Ella, no obstante, se ganaba su sustento, pues además de comer también trabajaba. Y eso podía ser así porque la otra persona que tenía la habilidad de ver fantasmas era el jardinero, quien agradecía sobremanera contar con otro par de manos. El trabajo del fantasma, que vestía un sombrero de ala ancha y unos pantalones viejos de John recortados a la altura de los tobillos y sostenidos con tirantes, era fructífero. Las patatas crecían hermosas bajo sus cuidados, los arbustos producían enormes racimos de bayas que ella buscaba bajo las hojas. No solo tenía una mano mágica para la fruta y las hortalizas. Las rosas florecían tan bellas como nunca. Con el tiempo advirtió el deseo oculto de los bojs y los tejos de convertirse en figuras geométricas. Siguiendo sus instrucciones, las hojas y las ramas formaron esquinas y ángulos, curvas y líneas de una rectitud matemática.
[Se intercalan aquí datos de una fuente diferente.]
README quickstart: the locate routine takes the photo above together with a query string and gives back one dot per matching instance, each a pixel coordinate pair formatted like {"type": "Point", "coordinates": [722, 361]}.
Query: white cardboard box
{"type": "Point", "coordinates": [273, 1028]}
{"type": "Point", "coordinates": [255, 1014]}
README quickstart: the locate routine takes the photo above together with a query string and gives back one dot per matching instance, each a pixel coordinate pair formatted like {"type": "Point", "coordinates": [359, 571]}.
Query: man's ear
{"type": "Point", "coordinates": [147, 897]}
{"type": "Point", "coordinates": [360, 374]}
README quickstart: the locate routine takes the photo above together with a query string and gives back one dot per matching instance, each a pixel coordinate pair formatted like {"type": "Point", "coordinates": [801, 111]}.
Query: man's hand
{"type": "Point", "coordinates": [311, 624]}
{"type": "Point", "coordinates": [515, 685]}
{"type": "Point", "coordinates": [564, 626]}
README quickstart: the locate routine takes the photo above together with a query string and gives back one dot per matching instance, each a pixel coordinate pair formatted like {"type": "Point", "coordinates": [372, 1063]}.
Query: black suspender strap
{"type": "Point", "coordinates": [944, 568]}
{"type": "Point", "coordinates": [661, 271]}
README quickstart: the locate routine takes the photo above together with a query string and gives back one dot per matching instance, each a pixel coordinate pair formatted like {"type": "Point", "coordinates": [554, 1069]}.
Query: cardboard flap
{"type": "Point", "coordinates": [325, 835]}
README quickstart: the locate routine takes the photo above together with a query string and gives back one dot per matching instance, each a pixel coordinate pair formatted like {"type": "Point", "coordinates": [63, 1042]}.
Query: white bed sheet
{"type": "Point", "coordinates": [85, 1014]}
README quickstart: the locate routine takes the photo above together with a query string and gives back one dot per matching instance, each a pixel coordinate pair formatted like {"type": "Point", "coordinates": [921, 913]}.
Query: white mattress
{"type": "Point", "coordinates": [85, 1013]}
En el jardín y la cocina ella no necesitaba esconderse. El ama de llaves y el jardinero eran sus protectores, sus defensores. Le enseñaron las costumbres de la casa y a mantenerse a salvo en su interior. La alimentaban bien. Velaban por su seguridad. Cuando apareció una extraña y se instaló en la casa, con una vista más afilada que la mayoría y el deseo de desterrar sombras y cerrar puertas con llave, se inquietaron por ella.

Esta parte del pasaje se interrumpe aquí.